Lately, it is looming larger in my mind that what we have here may be (what is called in medicine) a "referral bias" type problem.

Most professionals in the field see every day mostly a long line of school failures and “at risk” children -- those who are too young to have found a way to some measure of success (often necessarily outside of school), great or small. (Sometimes, even the needed brain structures and capacities are not there until later in the child’s development, we are told.)

In contrast, I, and a few others, see almost exclusively those who are highly successful or very highly successful, in our attempt to see what can be learned from them that may be useful to dyslexics and non-dyslexics alike.

Can it be that so much depends on what one sees every day -- as well as what we were taught to see in our own student days?

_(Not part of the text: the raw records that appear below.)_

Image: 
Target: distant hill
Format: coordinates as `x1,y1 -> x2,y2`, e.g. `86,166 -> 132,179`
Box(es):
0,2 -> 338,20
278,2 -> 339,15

Almost all the extremely successful people I write about were never tested and were able to find, mostly on their own, some innovative way to excel and to think well of themselves outside of school, that is, outside of continuous failure situations.

(In recent years, often the situation has changed and these highly successful dyslexics learn about dyslexia and related conditions, and the significance of their own personal histories, through the testing of their children.)

As attachments, for your interest, I am including a copy of a summary paper I wrote years ago for the journal of the Hong Kong pediatricians as well as a set of several excerpts from the Epilogue for the new second edition of In the Mind's Eye. Please have a look and tell me what you think. (As it happens, I learned at the Miami conference that the Hong Kong paper is now required reading in an Israeli graduate program, among other places.)

Again, thanks so much for your thoughtful efforts. I hope the discussion will continue.